Vatileaks: „Man merkt, wie wichtig die Sache ist“

„Vatileaks" – so nennt Papstsprecher Pater Federico Lombardi die Tatsache, dass in letzter Zeit immer mehr interne Dokumente aus dem Vatikan an die Öffentlichkeit gelangen und dort einerseits zu aufgeregter Berichterstattung, andererseits zu großer Verwirrung führen und den Vatikan in ein schlechtes Licht rücken. Die Verantwortung dafür liegt auf beiden Seiten. Das betont Pater Lombardi an diesem Dienstag gegenüber Radio Vatikan: bei jenen, die solche internen Informationen „auf illoyale Weise" nach außen tragen, und bei den Medien, die sie „für Zwecke benutzen, die sicher nicht die reine Liebe zur Wahrheit sind".

Lombardi nennt drei jüngere Fälle: Zum einen ging es um das Finanzgebaren am Governatorat, das viele der weltlichen Güter des Vatikans verwaltet. Der „Zweite Mann" des Governatorats, der für mehr Transparenz eingetreten sein soll, wurde vor kurzem als Nuntius auf den wichtigsten diplomatischen Posten des Heiligen Stuhles, nach Washington, berufen; einige Beobachter sahen darin aber eine Art Strafversetzung. Eine weitere vorgebliche „Aufdeckung" betraf die Vatikanbank IOR, der mangelnde Transparenz und Kooperation mit italienischen Behörden vorgeworfen wurde, obwohl Papst Benedikt vor einem Jahr strenge Richtlinien gegen Geldwäsche erlassen hatte. Der letzte Fall von „Vatileaks" schließlich handelte mit Blick auf das nächste Konklave von einem angeblichen „Mordkomplott" gegen Papst Benedikt – eine „Wahnvorstellung", wie Lombardi damals umgehend klarstellte.
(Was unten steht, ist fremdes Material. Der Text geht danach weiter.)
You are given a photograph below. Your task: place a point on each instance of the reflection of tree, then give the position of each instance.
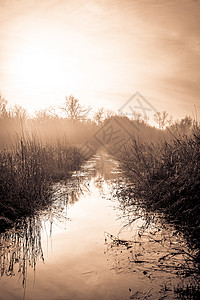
(20, 246)
(157, 250)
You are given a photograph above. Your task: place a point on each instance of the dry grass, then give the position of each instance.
(26, 175)
(166, 178)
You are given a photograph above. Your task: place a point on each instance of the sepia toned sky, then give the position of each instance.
(102, 52)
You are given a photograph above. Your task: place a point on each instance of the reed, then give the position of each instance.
(166, 178)
(27, 173)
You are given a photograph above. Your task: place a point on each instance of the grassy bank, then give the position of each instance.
(26, 175)
(166, 178)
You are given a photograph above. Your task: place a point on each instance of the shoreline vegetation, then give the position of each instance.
(166, 178)
(26, 176)
(162, 163)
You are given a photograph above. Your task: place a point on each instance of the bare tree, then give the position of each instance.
(74, 110)
(99, 116)
(3, 107)
(163, 119)
(18, 112)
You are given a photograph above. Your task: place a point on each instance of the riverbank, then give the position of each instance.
(166, 178)
(27, 173)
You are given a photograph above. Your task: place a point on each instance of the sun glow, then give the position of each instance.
(45, 66)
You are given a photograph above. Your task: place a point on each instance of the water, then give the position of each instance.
(86, 245)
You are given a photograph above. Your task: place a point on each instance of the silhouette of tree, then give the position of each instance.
(163, 119)
(99, 116)
(3, 107)
(74, 110)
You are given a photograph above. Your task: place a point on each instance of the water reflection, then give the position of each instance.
(141, 249)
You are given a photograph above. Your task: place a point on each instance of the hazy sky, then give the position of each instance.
(101, 52)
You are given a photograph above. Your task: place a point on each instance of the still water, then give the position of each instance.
(89, 245)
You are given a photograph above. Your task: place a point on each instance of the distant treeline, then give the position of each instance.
(75, 124)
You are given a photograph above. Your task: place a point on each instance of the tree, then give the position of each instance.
(3, 107)
(99, 116)
(18, 112)
(163, 119)
(74, 110)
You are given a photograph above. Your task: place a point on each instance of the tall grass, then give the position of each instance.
(26, 175)
(166, 177)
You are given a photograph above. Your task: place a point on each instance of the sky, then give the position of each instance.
(102, 52)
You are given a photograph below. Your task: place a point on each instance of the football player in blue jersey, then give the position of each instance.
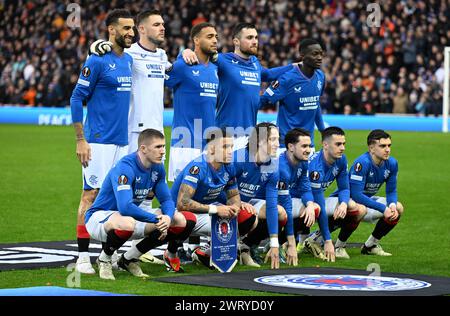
(367, 174)
(240, 75)
(294, 187)
(116, 216)
(257, 177)
(199, 187)
(298, 92)
(325, 166)
(104, 85)
(195, 96)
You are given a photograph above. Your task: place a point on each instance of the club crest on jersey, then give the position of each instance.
(282, 185)
(319, 85)
(315, 175)
(335, 171)
(224, 230)
(86, 71)
(194, 170)
(264, 176)
(122, 179)
(275, 84)
(93, 179)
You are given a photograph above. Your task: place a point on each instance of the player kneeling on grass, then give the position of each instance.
(325, 166)
(294, 187)
(115, 216)
(367, 175)
(257, 178)
(199, 186)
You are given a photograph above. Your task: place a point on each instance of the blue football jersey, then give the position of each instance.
(195, 96)
(299, 101)
(105, 85)
(207, 182)
(258, 181)
(240, 83)
(321, 176)
(127, 184)
(293, 182)
(366, 179)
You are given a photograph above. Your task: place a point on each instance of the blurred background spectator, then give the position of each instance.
(397, 67)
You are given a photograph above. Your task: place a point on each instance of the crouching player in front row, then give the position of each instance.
(199, 186)
(367, 175)
(294, 187)
(115, 216)
(325, 166)
(257, 177)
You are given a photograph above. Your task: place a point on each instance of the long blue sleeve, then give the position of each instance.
(357, 194)
(163, 195)
(273, 73)
(319, 119)
(343, 186)
(391, 186)
(285, 200)
(271, 204)
(85, 86)
(323, 218)
(124, 197)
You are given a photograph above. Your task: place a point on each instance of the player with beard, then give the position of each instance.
(298, 92)
(240, 76)
(105, 86)
(195, 96)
Alles zusammen schafft Verwirrung, so Lombardi. Eine seriöse Berichterstattung müsste zumindest die einzelnen Fragen auseinanderhalten und die jeweilige Bedeutung ermessen. Der Vatikansprecher rät zu Gelassenheit: „Wir müssen der Versuchung widerstehen, uns in den Strudel der Verwirrung hineinziehen zu lassen, denn das ist es, was die Übelwollenden sich wünschen, und wir müssen fähig bleiben, vernünftig nachzudenken."

In gewisser Hinsicht sei das Auftreten starker Attacken „ein Zeichen dafür, dass etwas Wichtiges auf dem Spiel steht", sagt Lombardi. Die Angriffe auf die Kirche wegen der Missbrauchsskandale etwa hätten zu einem „ernsthaften Engagement für eine langfristige Erneuerung" geführt. Hier habe die Kirche inzwischen eine Strategie der Heilung, Erneuerung und Vorbeugung zum Wohl der ganzen Gesellschaft entwickelt. Gleichzeitig habe der Vatikan sich selbst den Auftrag zu großer Transparenz in wirtschaftlichen Vorgängen erteilt und neue Normen veröffentlicht. „Wenn das viele verbittert, merkt man, dass es wichtig ist", so Lombardi. „Wer denkt, er könne den Papst und seine Mitarbeiter in diesem Engagement entmutigen, täuscht sich."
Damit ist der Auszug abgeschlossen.